Europe's Top Rights Body Slams Turkey's Emergency Decrees

Turkey's President Recep Tayyip Erdogan gestures during a joint press conference with Venezuela's President Nicolas Maduro, following their meeting at the Presidential Palace in Ankara, Turkey, Oct. 6, 2017.

Experts from Europe’s top human rights body on Friday expressed concerns over decrees issued by Turkey’s government that removed elected mayors from posts and replaced them with unelected officials.

Following last year’s coup attempt Turkey declared a state of emergency that allows the government to rule by decrees, largely by-passing parliament. Turkey says the emergency powers are needed to deal with the coup-plotters and thwart security threats.

The Council of Europe’s advisory body — known as the Venice Commission and made up of constitutional law experts — said it was “particularly worried” by the use of decrees to sack elected mayors and other municipal officials in Turkey’s mainly-Kurdish southeast over terror-related charges and to appoint unelected officials in their place.
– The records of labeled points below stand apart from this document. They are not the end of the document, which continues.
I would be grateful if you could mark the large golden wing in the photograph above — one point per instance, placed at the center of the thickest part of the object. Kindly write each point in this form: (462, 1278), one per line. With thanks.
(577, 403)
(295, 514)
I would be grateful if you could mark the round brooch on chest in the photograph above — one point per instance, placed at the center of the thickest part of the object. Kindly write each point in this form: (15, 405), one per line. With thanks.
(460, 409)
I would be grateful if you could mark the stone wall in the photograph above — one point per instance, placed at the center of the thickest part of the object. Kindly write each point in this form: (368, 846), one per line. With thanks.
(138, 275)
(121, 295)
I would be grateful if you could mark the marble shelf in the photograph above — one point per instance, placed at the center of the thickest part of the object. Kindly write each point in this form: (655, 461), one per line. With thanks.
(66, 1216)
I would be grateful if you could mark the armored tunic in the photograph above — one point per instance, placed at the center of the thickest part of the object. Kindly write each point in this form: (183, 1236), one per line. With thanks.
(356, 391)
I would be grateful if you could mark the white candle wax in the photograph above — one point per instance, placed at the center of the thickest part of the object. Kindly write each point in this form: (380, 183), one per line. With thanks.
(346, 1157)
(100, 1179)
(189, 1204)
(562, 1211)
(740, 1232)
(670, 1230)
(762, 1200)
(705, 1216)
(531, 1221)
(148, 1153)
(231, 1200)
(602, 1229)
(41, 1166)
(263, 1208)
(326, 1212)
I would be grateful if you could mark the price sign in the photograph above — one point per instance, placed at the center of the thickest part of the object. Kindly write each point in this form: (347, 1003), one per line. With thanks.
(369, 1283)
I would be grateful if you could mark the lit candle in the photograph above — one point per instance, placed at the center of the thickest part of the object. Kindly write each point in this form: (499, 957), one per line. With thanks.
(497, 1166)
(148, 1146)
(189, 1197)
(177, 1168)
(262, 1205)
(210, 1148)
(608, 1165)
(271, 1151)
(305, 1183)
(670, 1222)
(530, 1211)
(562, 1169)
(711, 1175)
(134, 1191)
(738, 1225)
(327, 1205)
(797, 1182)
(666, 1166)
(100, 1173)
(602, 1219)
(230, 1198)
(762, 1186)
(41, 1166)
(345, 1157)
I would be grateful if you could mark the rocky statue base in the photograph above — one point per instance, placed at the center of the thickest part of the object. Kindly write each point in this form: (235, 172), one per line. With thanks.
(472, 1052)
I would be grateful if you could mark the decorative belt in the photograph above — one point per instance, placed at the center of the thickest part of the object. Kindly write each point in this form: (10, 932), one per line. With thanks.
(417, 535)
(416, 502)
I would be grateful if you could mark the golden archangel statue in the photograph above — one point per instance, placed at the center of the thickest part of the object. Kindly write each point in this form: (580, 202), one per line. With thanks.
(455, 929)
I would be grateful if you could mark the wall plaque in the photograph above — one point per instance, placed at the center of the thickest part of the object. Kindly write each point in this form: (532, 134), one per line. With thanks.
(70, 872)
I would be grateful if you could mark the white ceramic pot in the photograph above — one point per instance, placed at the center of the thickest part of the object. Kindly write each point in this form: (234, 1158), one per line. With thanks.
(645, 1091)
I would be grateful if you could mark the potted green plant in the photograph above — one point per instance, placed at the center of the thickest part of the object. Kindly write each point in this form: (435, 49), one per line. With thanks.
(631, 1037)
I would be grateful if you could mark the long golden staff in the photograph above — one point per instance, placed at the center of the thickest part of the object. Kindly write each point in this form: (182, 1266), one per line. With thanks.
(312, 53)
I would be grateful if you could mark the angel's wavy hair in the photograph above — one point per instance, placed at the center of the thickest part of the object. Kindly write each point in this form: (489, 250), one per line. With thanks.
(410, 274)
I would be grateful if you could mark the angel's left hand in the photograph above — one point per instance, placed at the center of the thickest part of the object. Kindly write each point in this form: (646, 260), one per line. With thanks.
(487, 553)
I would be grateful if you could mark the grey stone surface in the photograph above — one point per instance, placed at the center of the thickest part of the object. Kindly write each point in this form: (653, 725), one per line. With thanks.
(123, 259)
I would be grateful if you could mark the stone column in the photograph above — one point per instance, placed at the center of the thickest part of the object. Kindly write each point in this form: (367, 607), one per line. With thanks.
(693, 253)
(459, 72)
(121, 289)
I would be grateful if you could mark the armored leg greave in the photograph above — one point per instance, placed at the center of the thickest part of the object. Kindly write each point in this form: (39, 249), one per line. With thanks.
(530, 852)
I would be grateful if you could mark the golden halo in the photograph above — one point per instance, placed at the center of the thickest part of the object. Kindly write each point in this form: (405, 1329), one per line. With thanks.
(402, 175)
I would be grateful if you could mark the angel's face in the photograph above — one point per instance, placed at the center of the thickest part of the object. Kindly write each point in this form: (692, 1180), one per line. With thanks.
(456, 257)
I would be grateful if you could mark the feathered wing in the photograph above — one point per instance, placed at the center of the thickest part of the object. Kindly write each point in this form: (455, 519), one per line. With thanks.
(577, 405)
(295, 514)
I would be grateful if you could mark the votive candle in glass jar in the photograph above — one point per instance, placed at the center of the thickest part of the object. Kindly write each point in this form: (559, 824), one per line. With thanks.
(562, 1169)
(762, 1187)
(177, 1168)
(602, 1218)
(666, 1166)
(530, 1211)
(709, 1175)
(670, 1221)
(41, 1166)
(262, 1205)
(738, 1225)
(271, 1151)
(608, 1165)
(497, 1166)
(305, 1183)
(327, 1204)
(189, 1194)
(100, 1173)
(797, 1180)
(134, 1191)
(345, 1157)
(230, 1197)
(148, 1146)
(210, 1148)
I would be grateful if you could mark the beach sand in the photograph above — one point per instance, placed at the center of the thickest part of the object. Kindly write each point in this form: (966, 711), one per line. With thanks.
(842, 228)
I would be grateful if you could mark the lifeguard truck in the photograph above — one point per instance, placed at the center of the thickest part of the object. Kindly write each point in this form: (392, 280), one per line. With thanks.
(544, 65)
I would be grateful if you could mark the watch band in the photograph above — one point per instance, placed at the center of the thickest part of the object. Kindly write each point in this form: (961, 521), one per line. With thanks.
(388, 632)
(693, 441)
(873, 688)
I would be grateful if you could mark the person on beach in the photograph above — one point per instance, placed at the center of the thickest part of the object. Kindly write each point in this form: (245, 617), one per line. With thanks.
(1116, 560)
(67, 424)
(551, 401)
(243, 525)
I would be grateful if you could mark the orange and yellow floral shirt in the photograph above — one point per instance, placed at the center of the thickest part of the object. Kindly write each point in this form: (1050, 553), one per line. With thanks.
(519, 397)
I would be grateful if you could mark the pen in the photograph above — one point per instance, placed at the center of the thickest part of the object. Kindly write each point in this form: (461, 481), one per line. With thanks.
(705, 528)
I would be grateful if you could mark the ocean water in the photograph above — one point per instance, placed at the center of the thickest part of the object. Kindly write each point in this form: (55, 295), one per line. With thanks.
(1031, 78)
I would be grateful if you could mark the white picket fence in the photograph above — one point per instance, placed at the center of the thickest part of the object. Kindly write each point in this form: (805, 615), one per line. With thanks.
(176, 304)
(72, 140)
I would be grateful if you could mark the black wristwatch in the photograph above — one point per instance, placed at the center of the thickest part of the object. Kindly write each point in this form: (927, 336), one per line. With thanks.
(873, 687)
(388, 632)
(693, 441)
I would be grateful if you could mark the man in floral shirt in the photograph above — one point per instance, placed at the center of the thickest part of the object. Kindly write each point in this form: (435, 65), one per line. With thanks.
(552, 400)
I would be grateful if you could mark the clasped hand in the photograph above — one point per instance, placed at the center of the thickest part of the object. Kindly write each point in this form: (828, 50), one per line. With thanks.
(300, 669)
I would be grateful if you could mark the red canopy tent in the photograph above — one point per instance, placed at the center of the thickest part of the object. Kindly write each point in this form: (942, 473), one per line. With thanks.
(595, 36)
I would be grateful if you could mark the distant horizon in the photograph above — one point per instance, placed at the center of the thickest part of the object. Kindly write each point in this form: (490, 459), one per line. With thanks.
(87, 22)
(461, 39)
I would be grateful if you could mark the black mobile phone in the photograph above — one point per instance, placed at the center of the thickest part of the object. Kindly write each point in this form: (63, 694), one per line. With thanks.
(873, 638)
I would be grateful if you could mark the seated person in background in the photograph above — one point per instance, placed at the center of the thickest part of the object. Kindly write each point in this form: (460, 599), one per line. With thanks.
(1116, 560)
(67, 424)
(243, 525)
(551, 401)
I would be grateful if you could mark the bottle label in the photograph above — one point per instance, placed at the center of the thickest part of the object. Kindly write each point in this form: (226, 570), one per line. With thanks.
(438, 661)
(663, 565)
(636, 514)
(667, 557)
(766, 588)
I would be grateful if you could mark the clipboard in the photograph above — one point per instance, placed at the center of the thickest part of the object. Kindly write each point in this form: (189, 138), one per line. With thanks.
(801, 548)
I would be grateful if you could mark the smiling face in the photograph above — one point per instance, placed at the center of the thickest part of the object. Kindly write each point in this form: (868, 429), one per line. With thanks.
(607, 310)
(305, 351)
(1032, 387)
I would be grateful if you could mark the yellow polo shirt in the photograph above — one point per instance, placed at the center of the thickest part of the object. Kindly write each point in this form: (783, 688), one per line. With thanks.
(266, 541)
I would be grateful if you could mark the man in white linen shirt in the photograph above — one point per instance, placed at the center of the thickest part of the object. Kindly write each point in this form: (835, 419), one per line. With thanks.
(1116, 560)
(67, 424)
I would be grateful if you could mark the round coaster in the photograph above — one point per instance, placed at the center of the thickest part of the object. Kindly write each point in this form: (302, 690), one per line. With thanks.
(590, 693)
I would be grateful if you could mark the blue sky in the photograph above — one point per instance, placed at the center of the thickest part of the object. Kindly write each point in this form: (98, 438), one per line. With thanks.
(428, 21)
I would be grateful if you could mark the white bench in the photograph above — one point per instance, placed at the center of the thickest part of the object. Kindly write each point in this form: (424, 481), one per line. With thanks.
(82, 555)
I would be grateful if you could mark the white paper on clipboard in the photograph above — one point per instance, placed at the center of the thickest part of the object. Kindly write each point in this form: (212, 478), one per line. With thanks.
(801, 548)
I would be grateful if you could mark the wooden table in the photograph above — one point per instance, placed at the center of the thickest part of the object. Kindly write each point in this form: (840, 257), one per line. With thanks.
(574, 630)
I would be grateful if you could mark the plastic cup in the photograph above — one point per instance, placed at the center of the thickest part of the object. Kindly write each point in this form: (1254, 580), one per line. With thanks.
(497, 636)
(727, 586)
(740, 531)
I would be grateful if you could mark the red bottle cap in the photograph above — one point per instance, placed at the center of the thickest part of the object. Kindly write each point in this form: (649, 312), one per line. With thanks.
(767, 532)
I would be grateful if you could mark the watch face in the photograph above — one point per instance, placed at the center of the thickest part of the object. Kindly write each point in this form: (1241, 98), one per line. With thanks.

The Commission said: “Local authorities are one of the main foundations of democratic society ... Their election by the local population is key to ensuring the people’s participation in the political process.”

Among other things, the Commission called on Turkey to stop filling vacancies through appointments, to ensure that decisions affecting municipalities are taken after parliamentary debate and to introduce rules that would reinstate mayors if charges do not lead to a criminal conviction.

Opposition politicians say the government has used the state of emergency to crack down on critics.

More than 50,000 people have been arrested and some 110,000 others were sacked from government jobs in a large-scale crackdown on people with alleged links to terror groups or to U.S.-based cleric, Fethullah Gulen, who Turkey accuses of orchestrating the failed coup.